CSPIQ · AP Computer Science Principles

Lesson 13: Binary Search & Algorithmic Efficiency

Big Idea 3 (AAP) · Phase 3

Objectives

Run binary search by hand: middle, compare, discard half, repeat — and count the comparisons exactly
State the prerequisite that disqualifies binary search (unsorted data) and compare step-counts vs. linear search
Use the CED's efficiency language: reasonable time (constant/linear/square/polynomial) vs. unreasonable time (exponential/factorial); heuristics for when exact is too slow; undecidable for when no algorithm can exist

Warm-Up

I'm thinking of a number from 1 to 1,000. Each guess, I say "higher," "lower," or "correct."

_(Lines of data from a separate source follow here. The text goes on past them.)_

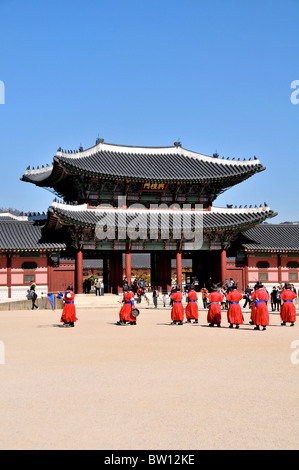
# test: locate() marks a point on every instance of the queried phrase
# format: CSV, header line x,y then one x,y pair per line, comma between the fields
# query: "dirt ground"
x,y
151,386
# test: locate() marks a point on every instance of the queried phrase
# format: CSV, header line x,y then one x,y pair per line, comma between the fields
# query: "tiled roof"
x,y
25,235
272,237
147,163
217,218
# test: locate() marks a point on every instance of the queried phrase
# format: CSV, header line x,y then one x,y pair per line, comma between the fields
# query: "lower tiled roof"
x,y
25,235
272,237
217,218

Strategy A: guess 1, 2, 3, ... — up to 1,000 guesses. Strategy B: guess 500. "Higher." Guess 750. "Lower." Guess 625...

Strategy B halves the possibilities every guess: 1000 → 500 → 250 → 125 → 63 → 32 → 16 → 8 → 4 → 2 → 1. Ten guesses, guaranteed, for any number up to 1,000. Twenty guesses would handle a million.

Strategy B is binary search. It's why your contacts app finds "Yusuf" instantly among thousands of names. But it needs one thing to work — you already used it without noticing. The number line was ordered. "Higher/lower" is meaningless without order. Hold that thought.

Core Concept

Binary search: the halving algorithm

Binary search finds a target in a sorted list by repeatedly checking the middle element and discarding the half that can't contain the target.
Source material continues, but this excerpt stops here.